Quoted by the State News Agency Antara, the former Governor of Bali and a member of the Regional Representative Council (DPD), Made Mangku Pastika, says that Bali’s younger generation must understand and embrace entrepreneurship to prevent growing unemployment on the Island.
“Through entrepreneurship, we will be able to create employment opportunities, at the very least for ourselves, to avoid becoming a burden on the families and local community,” said Pastika.
Pastika said entrepreneurship is a central issue in the future of Bali. This is particularly the case in Bali that does not have any natural resources such as minerals or oil. Because of this, Bali must depend on the quality of its labor force which Pastika feels is, in relative terms within the region, talented and intelligent.
The former governor of Bali for two consecutive terms, called on Bali’s institutions of higher education to produce young people who have an entrepreneurial orientation. Adding: “Graduates won’t end up carrying their resumes door-to-door while adding to the list of the unemployed.
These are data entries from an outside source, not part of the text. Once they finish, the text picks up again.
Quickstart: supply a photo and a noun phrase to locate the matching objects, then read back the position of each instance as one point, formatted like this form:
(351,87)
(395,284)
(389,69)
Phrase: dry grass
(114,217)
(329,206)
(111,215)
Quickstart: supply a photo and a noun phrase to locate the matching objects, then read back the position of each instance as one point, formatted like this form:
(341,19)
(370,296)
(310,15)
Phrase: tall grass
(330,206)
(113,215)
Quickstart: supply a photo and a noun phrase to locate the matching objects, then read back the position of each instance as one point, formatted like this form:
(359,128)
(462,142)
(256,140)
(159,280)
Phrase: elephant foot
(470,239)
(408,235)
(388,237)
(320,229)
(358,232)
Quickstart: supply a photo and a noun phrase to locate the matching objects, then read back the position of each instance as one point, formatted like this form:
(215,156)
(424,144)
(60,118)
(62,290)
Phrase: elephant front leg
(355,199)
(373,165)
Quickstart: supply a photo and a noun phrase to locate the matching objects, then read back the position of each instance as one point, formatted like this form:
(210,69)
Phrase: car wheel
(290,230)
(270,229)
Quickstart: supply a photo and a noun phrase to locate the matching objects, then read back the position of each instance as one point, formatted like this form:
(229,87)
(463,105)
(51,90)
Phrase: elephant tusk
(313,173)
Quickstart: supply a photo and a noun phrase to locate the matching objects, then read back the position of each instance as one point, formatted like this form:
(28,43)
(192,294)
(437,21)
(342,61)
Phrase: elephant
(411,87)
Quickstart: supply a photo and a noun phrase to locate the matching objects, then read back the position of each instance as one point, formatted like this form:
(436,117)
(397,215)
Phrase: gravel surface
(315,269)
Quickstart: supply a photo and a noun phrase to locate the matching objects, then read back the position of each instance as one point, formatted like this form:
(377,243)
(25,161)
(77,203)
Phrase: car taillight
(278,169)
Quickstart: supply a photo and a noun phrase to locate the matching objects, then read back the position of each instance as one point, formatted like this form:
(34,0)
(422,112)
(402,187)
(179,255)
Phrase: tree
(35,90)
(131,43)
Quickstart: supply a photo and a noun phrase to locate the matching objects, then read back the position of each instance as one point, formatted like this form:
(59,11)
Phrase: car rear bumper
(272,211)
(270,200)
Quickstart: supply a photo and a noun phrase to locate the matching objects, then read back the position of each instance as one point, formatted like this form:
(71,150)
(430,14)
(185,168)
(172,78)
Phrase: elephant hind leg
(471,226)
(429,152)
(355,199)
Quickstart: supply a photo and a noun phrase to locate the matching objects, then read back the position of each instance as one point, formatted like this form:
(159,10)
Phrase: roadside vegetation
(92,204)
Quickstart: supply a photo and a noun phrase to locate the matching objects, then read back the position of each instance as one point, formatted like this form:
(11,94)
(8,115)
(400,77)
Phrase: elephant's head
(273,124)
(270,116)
These graduates should not only be workers but become people capable of creating employment opportunities,” said Pastika during a virtual online conference of creating an entrepreneurial mindset.
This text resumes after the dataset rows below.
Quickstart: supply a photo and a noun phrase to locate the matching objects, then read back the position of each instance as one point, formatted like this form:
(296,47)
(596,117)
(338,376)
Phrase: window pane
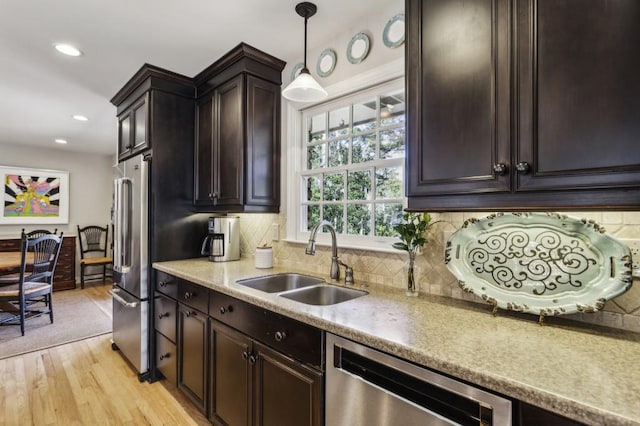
(364,148)
(334,187)
(392,143)
(387,216)
(312,183)
(392,108)
(312,215)
(333,213)
(339,153)
(318,127)
(389,182)
(339,122)
(359,185)
(359,219)
(364,116)
(315,156)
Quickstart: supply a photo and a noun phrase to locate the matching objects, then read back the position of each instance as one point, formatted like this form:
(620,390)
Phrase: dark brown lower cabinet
(252,384)
(192,354)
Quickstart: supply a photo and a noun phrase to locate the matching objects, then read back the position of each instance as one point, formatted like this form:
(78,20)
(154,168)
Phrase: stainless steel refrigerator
(153,221)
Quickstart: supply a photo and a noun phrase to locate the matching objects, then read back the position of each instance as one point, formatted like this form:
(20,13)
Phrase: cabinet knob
(523,167)
(500,169)
(224,310)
Pastika predicts that in the future, there will be very few who wish to pursue a higher education that they will come to view as a waste of time and money if they only face unemployment after graduation.
Pastika commented that the advanced state of information technology means that anyone can easily study and obtain information via the Internet.
Turning Obstacles into Opportunities
The senior member of the government who once served as the Governor of Bali and the Chief of the Bali Police predicts that the global pandemic will not end in only one or two years, making the role of entrepreneurs equipped to turn obstacles into opportunities increasingly important.
Before the COVID-19 pandemic, Bali recorded one of the lowest unemployment rates in Indonesia, at less than one or two percent. Two years into the pandemic crisis, the Balinese economy, heavily dependent on tourism, saw unemployment increase substantially to 5.63 percent in 2020.